Между тем наше государство все чаще намекает, что корпоративная филантропия должна знать свои границы. И тут нет проблемы. Вопрос в том, чем границы обусловлены. Если системой налоговых льгот, то это надо только приветствовать. Но то, что происходит у нас, не имеет никакого отношения к рыночной экономике, даже если ее еще только строят. Бизнес у нас должен финансировать сиротские дома, но не задавать вопросов касательно системы интернатных учреждений, производящих больше бомжей и уголовников, чем законопослушных граждан. Он должен поддерживать пожилых, но не финансировать НКО, которые еще и защищают права стариков. Он должен щедро поддерживать культуру, но не задавать вопросов, куда уходят деньги, и быть крайне осторожным в финансировании альтернативного искусства.
Так что наша филантропия поистине уникальна на посткоммунистическом пространстве. Она беспрецедентно широко распространена. Она уникально стремительна, потому что в пятилетку преодолела путь, на который в других странах требовалось до полувека.
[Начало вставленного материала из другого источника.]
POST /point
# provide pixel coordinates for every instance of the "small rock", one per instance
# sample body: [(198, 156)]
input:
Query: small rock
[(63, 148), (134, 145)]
И она непостижимо уникальна, так как продолжает развиваться в ухудшающихся условиях, когда налоговые льготы отменены и их возврат даже не светит, а политическое и административное давление только крепчает.
Основанный в Великобритании в 1924 году благотворительный фонд Charities Aid Foundation (CAF) десять лет назад открыл в Москве свое представительство (CAF Russia) для оказания помощи общественным и благотворительным организациям, поддержки в решении социальных проблем. За эти годы CAF выделил России более 12 млн фунтов стерлингов в виде грантов, оказал бесплатную юридическую помощь десяти тысячам общественных организаций. В прошлом журналистка, Ольга Алексеева работает в CAF Russia с момента его открытия. Она один из ведущих экспертов страны в области развития некоммерческих организаций, автор пяти книг и свыше 500 статей о социальных реформах и становлении гражданского общества.